O estudo dos organismos que habitam os fundos marinhos é imprescindível para conhecer a saúde e a função dos ecossistemas bentônicos. Por isso é indispensável levantar a composição taxonômica, a diversidade das comunidades e a abundância de cada grupo (ou táxon) como parte de um monitoramento de longo prazo. Conhecer a biodiversidade existente em um determinado momento é o primeiro passo em uma complexa cadeia de estudos realizados a médio e longo prazo com a finalidade de implementar medidas de conservação, por exemplo, quando tais organismos podem funcionar como indicadores de mudanças em escala global.
No LARBIM, os estudos taxonômicos concentram-se em invertebrados marinhos que habitam o mar Argentino, principalmente o estudo de moluscos, equinodermos e nemertinos. O estudo desses grupos concentra-se na revisão tanto de espécies costeiras quanto de águas profundas, utilizando caracteres morfológicos e moleculares.

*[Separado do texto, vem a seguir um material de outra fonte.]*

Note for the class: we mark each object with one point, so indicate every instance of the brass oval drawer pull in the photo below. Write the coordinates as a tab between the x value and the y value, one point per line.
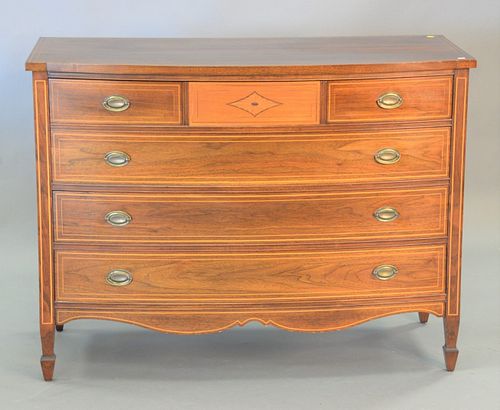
117	158
116	103
386	214
118	218
119	277
389	101
385	272
387	156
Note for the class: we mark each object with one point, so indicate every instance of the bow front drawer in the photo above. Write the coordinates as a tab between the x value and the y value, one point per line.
114	102
231	159
140	276
250	218
390	100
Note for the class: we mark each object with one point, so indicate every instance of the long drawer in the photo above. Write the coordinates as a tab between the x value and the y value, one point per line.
99	102
121	217
117	158
114	276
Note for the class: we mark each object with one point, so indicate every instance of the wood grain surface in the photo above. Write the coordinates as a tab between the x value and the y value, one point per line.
254	103
423	99
81	276
80	102
250	218
236	159
249	56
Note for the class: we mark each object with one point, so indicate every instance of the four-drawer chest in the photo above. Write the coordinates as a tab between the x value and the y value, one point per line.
192	185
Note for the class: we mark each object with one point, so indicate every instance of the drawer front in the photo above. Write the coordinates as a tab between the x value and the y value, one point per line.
249	218
232	159
347	273
114	102
390	100
254	103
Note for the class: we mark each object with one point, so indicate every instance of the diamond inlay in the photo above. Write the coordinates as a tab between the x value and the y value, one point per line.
254	104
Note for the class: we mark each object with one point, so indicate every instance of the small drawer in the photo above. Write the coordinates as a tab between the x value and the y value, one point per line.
254	103
231	218
135	276
390	100
114	102
232	159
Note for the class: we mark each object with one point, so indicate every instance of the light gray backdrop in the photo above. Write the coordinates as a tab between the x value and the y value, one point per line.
389	363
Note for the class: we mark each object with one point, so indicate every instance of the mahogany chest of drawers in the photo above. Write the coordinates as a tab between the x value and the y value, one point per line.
190	185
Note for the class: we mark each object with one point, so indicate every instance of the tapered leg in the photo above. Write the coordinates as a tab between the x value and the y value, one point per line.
450	350
48	359
423	317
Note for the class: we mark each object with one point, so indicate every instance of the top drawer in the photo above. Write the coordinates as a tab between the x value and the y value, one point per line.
390	100
254	103
114	102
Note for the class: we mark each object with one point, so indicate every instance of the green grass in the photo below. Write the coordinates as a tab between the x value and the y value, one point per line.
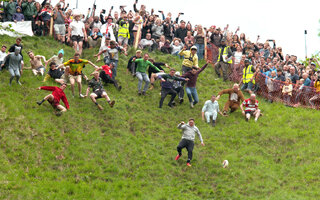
127	152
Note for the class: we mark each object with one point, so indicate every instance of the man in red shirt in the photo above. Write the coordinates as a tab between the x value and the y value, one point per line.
107	76
54	98
250	107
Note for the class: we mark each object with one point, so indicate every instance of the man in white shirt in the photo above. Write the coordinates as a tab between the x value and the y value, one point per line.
77	33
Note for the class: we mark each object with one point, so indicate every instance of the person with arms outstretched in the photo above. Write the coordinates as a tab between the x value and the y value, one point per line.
189	132
54	98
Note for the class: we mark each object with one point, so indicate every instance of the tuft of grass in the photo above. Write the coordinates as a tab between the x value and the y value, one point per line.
127	152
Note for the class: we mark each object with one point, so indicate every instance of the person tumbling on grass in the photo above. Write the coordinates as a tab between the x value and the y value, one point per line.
141	74
75	71
189	131
54	98
98	92
14	64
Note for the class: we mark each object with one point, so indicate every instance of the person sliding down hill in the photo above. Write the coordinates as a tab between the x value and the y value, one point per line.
75	71
191	84
141	72
167	86
189	131
98	92
54	98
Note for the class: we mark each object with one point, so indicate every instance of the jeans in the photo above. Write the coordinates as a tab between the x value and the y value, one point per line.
200	51
192	93
142	76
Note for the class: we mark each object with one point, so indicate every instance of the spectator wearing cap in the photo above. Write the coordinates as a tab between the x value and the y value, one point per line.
215	38
199	41
77	33
210	110
190	59
224	60
148	43
248	76
59	23
123	33
157	29
18	16
9	9
107	31
189	40
181	32
95	38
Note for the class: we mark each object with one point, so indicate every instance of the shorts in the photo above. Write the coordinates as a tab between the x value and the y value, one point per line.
248	86
76	38
60	29
99	93
54	103
123	40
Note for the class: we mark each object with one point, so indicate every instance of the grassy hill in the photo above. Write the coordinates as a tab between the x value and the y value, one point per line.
128	152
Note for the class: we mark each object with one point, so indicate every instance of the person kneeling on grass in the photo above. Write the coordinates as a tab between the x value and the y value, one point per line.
250	107
36	64
54	98
98	92
107	76
211	110
189	131
141	74
167	87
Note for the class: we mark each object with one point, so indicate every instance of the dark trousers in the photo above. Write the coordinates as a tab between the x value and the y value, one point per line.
107	79
188	144
164	93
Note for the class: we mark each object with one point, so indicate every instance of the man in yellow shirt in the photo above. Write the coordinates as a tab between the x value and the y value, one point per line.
190	59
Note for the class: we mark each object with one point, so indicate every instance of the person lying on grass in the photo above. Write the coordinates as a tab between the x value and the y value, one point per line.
98	92
54	98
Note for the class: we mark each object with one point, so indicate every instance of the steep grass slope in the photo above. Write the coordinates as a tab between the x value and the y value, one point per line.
127	152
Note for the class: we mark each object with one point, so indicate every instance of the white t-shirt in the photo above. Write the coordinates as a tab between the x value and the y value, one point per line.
77	27
2	56
237	57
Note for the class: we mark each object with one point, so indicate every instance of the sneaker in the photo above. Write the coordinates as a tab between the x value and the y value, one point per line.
112	103
100	107
58	113
213	123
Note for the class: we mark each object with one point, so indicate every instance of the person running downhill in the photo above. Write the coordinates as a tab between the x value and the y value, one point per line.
167	87
75	71
191	84
98	92
141	74
54	98
189	131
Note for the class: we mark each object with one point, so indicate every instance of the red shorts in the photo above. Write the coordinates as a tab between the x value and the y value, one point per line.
54	103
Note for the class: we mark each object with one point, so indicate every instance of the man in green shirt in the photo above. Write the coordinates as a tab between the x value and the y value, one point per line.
142	64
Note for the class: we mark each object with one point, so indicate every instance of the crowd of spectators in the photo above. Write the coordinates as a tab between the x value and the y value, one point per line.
275	72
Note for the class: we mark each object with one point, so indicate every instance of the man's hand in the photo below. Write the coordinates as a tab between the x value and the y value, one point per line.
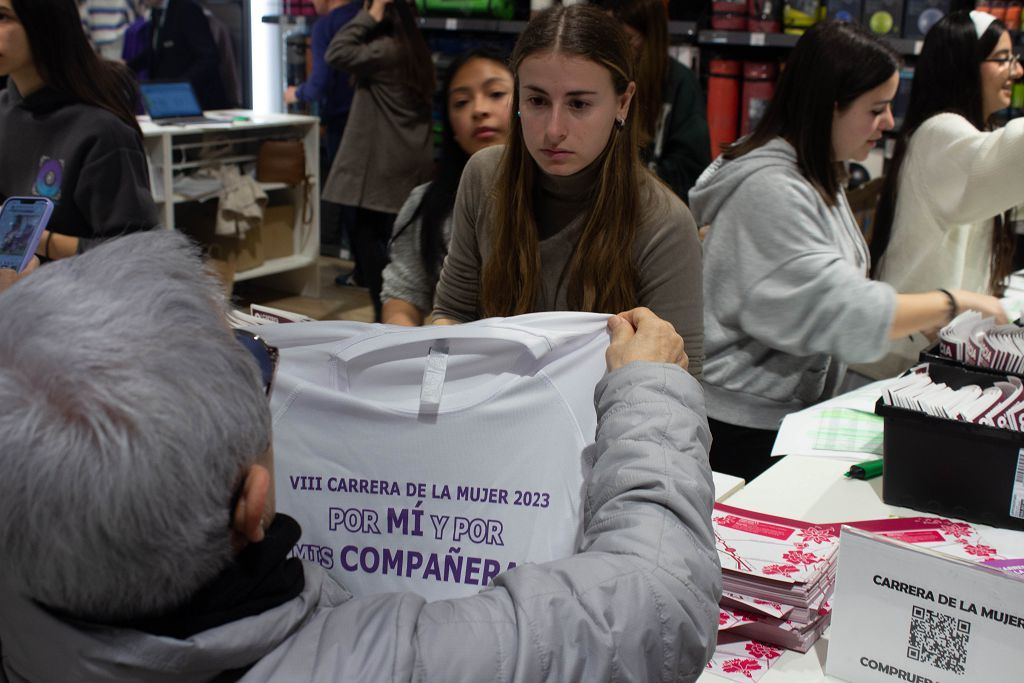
8	275
640	335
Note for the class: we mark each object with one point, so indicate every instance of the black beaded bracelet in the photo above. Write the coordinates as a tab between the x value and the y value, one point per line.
953	306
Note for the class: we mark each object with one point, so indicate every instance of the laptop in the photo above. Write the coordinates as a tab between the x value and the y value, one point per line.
172	102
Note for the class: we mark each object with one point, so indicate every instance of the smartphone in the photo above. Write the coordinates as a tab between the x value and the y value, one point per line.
23	220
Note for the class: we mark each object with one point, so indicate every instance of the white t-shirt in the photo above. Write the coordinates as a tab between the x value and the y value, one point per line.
435	480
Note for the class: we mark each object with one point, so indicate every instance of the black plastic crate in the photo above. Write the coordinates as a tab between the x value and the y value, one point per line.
952	468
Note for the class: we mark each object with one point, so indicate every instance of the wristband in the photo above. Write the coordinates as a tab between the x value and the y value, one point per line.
953	306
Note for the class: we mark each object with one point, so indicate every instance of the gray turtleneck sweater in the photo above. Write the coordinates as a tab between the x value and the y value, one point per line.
666	251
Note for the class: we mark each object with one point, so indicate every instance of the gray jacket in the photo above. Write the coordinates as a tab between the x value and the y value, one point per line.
387	147
787	300
404	276
639	604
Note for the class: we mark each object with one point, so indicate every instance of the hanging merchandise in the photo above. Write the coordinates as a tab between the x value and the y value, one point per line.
922	15
728	14
884	17
765	15
846	10
299	7
1013	19
799	15
759	86
723	102
501	9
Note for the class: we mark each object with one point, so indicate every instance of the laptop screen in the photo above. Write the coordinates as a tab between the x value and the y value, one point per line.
169	99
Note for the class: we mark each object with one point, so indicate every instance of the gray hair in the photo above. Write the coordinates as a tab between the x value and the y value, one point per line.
128	415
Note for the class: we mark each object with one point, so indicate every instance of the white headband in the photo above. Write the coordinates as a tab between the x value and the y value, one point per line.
981	22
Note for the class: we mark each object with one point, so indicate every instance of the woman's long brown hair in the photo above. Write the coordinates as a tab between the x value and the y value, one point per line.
650	19
602	274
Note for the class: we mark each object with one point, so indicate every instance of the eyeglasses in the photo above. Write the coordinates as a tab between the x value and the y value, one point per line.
1007	61
266	355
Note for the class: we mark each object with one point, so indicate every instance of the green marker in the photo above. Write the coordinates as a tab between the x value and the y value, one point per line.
865	470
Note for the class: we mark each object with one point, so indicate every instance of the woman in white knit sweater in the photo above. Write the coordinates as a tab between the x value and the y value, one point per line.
940	222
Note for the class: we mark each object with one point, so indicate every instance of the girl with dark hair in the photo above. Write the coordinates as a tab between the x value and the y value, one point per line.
790	301
68	128
387	147
940	219
565	217
674	135
476	115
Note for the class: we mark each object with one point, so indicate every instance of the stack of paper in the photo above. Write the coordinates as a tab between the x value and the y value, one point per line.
778	573
978	341
995	403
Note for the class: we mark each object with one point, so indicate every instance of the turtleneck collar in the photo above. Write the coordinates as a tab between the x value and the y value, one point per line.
558	200
41	101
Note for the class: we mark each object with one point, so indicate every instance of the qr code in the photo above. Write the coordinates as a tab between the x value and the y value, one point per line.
939	640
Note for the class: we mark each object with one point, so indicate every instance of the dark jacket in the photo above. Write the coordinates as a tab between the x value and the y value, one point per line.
184	50
681	148
85	159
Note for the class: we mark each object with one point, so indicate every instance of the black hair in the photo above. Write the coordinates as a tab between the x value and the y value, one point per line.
416	65
69	65
832	66
438	200
946	79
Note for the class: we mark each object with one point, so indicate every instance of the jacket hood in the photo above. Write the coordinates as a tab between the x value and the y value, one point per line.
718	183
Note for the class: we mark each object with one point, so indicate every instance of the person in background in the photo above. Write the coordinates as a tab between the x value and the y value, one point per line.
788	298
105	23
565	217
674	127
140	540
942	218
68	129
181	48
387	147
332	90
477	114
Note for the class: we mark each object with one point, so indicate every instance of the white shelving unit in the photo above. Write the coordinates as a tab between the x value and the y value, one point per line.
173	151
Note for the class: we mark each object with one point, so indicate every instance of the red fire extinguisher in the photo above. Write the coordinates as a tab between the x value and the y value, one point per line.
723	102
759	86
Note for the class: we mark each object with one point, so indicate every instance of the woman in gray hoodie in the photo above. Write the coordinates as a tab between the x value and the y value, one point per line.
788	301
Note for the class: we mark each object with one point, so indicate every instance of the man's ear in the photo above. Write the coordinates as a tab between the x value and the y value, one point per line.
247	520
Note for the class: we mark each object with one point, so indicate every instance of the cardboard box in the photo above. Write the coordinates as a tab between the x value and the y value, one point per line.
278	230
884	17
199	219
922	15
952	468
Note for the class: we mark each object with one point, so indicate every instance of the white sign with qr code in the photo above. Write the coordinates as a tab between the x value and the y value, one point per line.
905	613
1017	497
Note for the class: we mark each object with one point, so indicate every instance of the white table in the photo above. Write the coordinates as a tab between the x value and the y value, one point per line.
810	489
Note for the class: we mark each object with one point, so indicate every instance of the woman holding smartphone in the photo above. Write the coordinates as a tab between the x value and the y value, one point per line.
565	217
68	129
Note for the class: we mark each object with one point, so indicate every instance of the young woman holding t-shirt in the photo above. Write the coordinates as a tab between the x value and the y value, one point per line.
565	217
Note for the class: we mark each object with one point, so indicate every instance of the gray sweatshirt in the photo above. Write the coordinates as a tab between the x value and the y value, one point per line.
666	250
787	300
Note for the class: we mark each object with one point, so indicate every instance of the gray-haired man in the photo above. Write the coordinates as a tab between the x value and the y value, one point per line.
139	541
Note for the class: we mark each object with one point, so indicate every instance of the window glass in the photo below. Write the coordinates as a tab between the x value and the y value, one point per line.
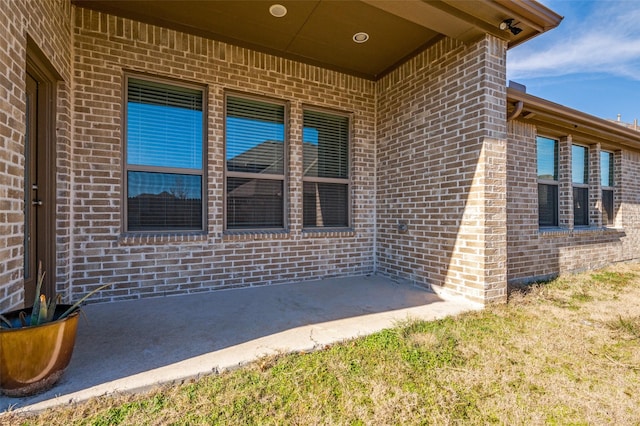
580	206
164	157
607	204
254	203
164	201
326	145
547	158
254	136
164	125
579	164
547	205
255	162
606	168
326	170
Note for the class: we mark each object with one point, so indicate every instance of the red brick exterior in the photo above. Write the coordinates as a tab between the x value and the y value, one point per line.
430	149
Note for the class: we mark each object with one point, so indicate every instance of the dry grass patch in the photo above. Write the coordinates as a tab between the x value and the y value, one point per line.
563	352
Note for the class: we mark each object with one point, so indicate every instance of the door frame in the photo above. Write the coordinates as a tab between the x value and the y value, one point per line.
47	78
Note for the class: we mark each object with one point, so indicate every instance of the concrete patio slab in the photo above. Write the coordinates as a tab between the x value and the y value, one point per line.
136	345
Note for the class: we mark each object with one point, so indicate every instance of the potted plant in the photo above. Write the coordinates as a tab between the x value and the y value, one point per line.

A resolução da identidade dos organismos inclui desde conhecer seu nome científico, sua distribuição geográfica e batimétrica, o estudo de seu hábitat, suas principais características morfológicas e suas adaptações ao ambiente. Tudo isso compõe a base de estudos posteriores e diversos, como a determinação de potenciais recursos pesqueiros, a identificação de espécies invasoras, a aplicação de organismos na indústria ou até o papel que cumprem nas cadeias tróficas.